I am in the process of learning Euler-Lagrange Equation and the Brachistochrone problem, and came across this ordinary differential equation, which was derived by applying the Euler-Lagrange equation to the Brachistochrone problem, where a and b are constants.
$$\tag{1} \frac{dy}{dx} = \left(\frac{b + y}{a - y}\right)^\frac{1}{2} $$
To solve this equation, the document I am looking at does a change of variable from $y = y(x)$ to $\theta = \theta(x)$ by the following equation.
$$\tag{2} y = \frac{1}{2}(a-b) - \frac{1}{2}(a+b)\cos\theta $$
$$\tag{3} \frac{dy}{dx} = \frac{1}{2}(a+b)\sin\theta \frac{d\theta}{dx} $$
By using these particular substitutions to (1), the author solves the problem by outputting parametric representation of a cycloid.
Is there a particular reason why this change of variable was used here?

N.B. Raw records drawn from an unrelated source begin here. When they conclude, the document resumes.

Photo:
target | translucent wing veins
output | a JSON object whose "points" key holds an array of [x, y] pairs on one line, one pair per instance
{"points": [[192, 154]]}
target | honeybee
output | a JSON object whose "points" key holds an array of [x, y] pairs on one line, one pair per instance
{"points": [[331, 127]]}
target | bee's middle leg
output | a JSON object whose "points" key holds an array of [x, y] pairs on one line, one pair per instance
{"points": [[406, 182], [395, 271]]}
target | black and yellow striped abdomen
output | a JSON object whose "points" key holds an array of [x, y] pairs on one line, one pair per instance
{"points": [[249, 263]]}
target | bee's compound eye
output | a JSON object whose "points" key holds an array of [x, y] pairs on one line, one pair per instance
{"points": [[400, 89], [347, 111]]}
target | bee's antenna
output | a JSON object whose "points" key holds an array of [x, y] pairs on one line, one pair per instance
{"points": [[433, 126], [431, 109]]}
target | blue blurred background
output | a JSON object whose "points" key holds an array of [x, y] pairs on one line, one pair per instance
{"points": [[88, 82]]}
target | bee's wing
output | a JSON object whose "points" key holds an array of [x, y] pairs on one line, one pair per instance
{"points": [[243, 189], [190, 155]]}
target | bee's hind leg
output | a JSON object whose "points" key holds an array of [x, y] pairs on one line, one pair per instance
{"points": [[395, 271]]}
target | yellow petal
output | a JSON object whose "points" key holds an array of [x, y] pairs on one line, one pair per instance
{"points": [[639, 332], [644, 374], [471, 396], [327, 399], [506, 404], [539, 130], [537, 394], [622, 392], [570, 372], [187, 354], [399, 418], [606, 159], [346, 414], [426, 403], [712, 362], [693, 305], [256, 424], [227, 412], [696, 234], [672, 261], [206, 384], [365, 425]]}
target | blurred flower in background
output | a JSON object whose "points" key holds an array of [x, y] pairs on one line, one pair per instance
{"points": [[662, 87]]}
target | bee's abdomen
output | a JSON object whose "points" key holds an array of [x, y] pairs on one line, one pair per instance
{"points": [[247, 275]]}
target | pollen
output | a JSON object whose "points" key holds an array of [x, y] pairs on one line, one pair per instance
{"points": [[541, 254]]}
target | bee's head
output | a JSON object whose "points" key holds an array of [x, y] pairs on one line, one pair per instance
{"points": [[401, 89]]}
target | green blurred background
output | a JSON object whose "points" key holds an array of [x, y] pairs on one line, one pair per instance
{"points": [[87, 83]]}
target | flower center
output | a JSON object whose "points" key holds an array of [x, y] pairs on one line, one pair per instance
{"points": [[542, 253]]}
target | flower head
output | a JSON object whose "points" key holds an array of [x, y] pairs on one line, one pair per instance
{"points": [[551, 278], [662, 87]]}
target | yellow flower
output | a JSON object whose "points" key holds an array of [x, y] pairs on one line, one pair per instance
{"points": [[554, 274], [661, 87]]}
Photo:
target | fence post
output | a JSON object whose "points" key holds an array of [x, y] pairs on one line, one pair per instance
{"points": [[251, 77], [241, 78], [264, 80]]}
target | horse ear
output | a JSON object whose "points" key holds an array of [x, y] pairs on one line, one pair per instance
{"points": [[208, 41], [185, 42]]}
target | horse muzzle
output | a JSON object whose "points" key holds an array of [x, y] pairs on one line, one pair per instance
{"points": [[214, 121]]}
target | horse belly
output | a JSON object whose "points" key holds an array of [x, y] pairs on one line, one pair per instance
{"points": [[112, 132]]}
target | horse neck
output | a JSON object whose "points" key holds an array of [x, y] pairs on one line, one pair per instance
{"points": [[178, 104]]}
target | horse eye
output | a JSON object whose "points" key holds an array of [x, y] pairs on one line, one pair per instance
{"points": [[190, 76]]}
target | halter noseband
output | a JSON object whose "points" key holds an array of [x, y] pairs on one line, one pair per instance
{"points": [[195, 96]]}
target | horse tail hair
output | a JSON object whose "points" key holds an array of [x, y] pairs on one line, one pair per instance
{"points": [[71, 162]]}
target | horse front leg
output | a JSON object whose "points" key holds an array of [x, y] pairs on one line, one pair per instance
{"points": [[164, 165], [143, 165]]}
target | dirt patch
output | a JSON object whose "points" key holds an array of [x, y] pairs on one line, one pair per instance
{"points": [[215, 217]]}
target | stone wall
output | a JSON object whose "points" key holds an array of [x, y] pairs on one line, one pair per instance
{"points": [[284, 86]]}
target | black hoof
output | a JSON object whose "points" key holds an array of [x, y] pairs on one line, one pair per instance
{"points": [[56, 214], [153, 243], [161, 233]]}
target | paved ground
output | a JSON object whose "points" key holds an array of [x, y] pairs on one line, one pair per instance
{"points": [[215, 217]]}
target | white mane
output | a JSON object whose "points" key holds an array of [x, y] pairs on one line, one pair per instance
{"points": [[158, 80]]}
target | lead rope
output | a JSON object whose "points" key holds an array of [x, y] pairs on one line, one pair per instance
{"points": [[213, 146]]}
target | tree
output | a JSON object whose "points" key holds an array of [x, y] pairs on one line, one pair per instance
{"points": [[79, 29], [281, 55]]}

I am wondering how did the author came up with this idea of change of variable. Thanks!
One can first observe that the equation is only defined in the real domain for $y\in(-b,a)$. This might motivate to parametrize $y=(1-s)(-b)+sa=(a+b)s-b$, $s\in(0,1)$. The equation then transforms to $$ (a+b)·s'(x)=\sqrt{\frac{(a+b)s}{(a+b)(1-s)}}=\sqrt{\frac{s}{(1-s)}} $$ This now invites to have $s$ to be a sine square, as then $1-s$ is the corresponding cosine square. $s(x)=\sin^2\phi(x)$ then gives $$ 2(a+b)\sin\phi\cos\phi·\phi'=\frac{\sin\phi}{\cos\phi}\implies 2\cos^2\phi·\phi'= \frac1{a+b}. $$ You get to your parametrization by using the double-angle formula $\cos(2\phi)=1-2\sin^2\phi$, so that $\theta=2\phi$.